Max Schrems, ce héros? A première vue, le juriste autrichien de 28 ans a réussi un exploit. Via un arrêt de la Cour européenne de Justice, l'homme a obtenu que l'accord entre l'Union européenne et les Etats-Unis sur le transfert de données, en vigueur depuis 2010, devienne caduc. Il accusait Facebook de laisser trop facilement Washington renifler les données envoyées par le réseau social depuis l'Irlande vers la Californie.

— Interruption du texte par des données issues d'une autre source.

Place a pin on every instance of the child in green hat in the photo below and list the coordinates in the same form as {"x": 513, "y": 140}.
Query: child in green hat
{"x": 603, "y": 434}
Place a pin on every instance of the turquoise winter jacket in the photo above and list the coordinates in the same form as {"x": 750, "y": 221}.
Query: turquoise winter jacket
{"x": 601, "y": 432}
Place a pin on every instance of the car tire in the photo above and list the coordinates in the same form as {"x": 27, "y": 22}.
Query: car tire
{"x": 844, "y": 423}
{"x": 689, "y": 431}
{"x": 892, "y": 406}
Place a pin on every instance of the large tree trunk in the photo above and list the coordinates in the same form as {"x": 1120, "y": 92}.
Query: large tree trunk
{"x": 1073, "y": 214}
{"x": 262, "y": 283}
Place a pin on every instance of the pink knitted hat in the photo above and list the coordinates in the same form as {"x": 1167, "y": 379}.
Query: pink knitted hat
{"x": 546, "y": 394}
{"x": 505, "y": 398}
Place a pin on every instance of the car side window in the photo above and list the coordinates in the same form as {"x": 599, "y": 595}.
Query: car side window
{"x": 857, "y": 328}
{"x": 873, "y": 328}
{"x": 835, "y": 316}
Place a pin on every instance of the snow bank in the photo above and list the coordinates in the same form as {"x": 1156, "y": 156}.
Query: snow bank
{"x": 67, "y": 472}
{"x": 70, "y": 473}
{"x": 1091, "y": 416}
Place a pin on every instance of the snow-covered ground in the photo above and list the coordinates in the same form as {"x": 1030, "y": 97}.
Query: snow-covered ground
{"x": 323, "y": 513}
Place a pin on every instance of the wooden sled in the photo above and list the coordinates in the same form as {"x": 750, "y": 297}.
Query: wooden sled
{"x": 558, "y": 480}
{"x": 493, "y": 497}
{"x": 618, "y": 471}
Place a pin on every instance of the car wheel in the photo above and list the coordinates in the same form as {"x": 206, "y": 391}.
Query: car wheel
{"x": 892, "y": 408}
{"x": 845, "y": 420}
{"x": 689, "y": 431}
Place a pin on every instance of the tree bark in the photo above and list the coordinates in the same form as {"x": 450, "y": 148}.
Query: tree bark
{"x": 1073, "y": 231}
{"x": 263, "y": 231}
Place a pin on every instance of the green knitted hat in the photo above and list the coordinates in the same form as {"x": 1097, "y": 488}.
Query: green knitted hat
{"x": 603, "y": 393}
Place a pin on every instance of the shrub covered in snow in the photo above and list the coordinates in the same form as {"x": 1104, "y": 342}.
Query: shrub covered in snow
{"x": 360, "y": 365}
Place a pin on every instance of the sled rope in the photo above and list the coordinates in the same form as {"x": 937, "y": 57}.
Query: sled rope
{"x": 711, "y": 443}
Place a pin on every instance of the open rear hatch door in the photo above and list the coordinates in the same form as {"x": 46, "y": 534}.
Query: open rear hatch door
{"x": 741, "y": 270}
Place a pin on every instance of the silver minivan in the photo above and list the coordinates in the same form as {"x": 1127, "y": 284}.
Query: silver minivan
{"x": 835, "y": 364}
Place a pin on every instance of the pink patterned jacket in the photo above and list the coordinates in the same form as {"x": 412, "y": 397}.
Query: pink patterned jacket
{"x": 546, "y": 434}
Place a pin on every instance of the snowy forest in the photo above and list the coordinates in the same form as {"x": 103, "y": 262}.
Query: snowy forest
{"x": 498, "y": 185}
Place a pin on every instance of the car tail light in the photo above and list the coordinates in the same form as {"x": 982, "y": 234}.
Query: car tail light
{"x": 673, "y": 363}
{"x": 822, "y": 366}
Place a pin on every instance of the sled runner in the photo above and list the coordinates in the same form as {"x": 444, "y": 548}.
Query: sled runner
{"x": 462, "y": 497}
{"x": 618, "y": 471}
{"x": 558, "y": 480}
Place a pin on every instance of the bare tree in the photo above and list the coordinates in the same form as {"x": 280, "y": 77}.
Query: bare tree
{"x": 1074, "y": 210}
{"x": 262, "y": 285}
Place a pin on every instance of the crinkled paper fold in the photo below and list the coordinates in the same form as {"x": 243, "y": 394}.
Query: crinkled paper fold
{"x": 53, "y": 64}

Max Schrems a obtenu que l'accord transatlantique devienne caduc.

La cause de ce juriste est noble. Car cet accord ne reposait que sur une chose: la confiance. Les Européens ne faisaient aucune vérification sur les données aspirées par les sociétés américaines et aspirées aux Etats-Unis. Et encore moins sur ce qui passait ensuite sur sol américain. Dans ce sens, l'électrochoc causé par la Cour européenne de justice est salutaire, car il obligera les deux parties à renégocier un accord cadre plus contraignant.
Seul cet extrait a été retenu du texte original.